Art. 53 – Kostenteilung bei Versuchen ohne Einigung zwischen den Registranten und/oder nachgeschalteten Anwendern

REACH · (Text von Bedeutung für den EWR)

(1)Müssen die Registranten oder nachgeschalteten Anwender aufgrund einer Entscheidung nach diesem Titel einen Versuch durchführen, so bemühen sie sich nach Kräften, eine Vereinbarung darüber zu treffen, wer den Versuch im Namen der anderen Registranten oder nachgeschalteten Anwender durchführen soll und die Agentur binnen 90 Tagen entsprechend unterrichten soll. Wird die Agentur nicht binnen 90 Tagen über eine solche Vereinbarung unterrichtet, so benennt sie einen der Registranten oder nachgeschalteten Anwender, der den Versuch im Namen aller durchzuführen hat.
(2)Führt ein Registrant oder nachgeschalteter Anwender einen Versuch im Namen anderer durch, so sind die Kosten dieser Studie von allen zu gleichen Teilen zu tragen.
(3)In einem Fall nach Absatz 1 stellt der Registrant oder nachgeschaltete Anwender, der den Versuch durchführt, allen anderen Beteiligten eine Kopie des umfassenden Studienberichts zur Verfügung.

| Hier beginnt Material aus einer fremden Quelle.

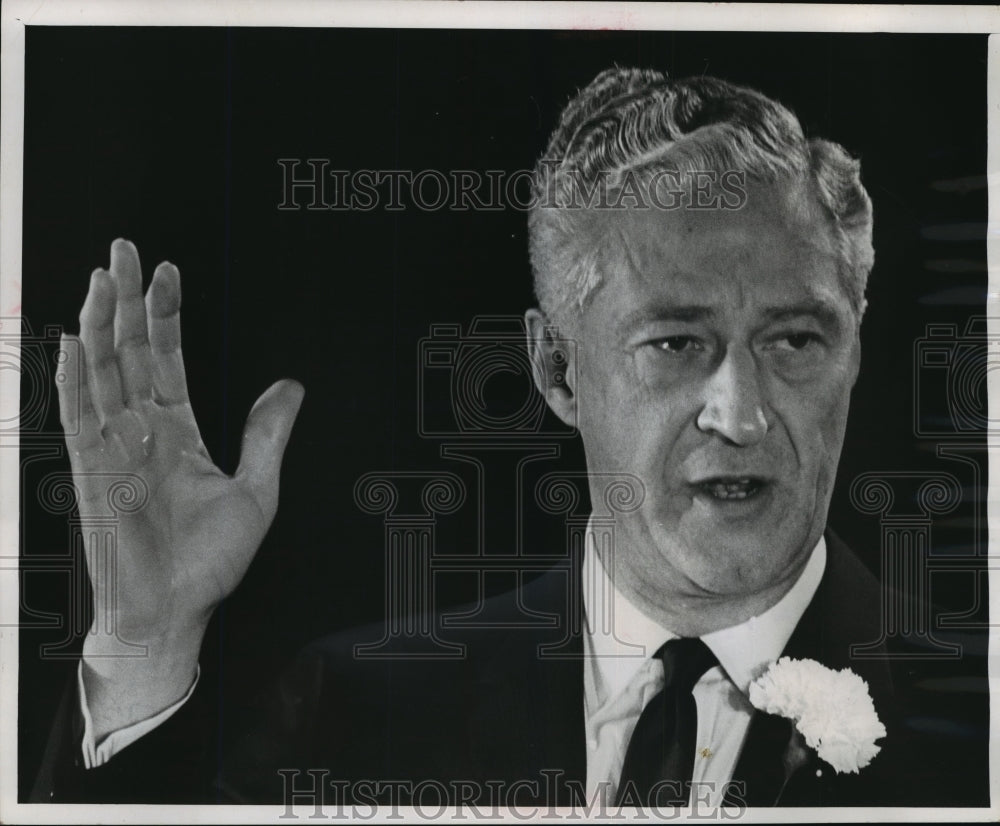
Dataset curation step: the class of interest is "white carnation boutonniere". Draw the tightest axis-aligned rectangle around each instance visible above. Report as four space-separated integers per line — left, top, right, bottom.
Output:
749 657 887 776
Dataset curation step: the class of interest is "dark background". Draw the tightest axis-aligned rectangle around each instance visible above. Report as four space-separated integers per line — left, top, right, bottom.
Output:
18 28 989 797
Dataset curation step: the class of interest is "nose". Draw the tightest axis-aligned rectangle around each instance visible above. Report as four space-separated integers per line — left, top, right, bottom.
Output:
696 347 768 446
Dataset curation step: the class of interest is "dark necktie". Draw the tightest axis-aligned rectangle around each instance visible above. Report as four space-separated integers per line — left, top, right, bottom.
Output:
615 637 718 807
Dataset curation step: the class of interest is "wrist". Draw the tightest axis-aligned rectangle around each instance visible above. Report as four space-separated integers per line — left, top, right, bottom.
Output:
81 621 206 741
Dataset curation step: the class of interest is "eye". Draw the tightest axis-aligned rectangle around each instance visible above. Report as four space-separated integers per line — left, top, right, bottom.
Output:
652 335 703 354
770 332 821 352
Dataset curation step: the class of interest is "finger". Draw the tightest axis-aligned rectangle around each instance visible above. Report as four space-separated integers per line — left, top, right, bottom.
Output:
110 238 153 405
235 380 305 519
79 267 125 423
56 333 103 456
145 261 189 406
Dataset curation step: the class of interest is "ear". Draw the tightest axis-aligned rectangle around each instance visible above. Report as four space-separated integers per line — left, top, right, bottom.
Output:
525 308 578 429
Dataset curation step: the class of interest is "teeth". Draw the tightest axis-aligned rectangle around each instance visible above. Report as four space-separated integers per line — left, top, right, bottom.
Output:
703 479 759 500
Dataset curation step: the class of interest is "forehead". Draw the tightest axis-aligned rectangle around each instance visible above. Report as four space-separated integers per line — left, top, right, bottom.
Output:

(4)Der die Studie durchführende und vorlegende Beteiligte hat einen entsprechenden Anspruch gegenüber den anderen Beteiligten. Jeder Beteiligte kann einen Anspruch mit dem Ziel geltend machen, einem anderen Beteiligten die Herstellung, die Einfuhr oder das Inverkehrbringen des Stoffes zu untersagen, wenn dieser seinen Anteil an den Kosten nicht entrichtet, keine Sicherheit über diesen Betrag stellt oder keine Kopie des umfassenden Studienberichts zu der durchgeführten Studie übergibt. Alle Ansprüche sind vor den nationalen Gerichten durchsetzbar. Die Beteiligten können entscheiden, ihre Zahlungsansprüche vor einer Schiedsinstanz geltend zu machen und deren Schiedsspruch zu akzeptieren.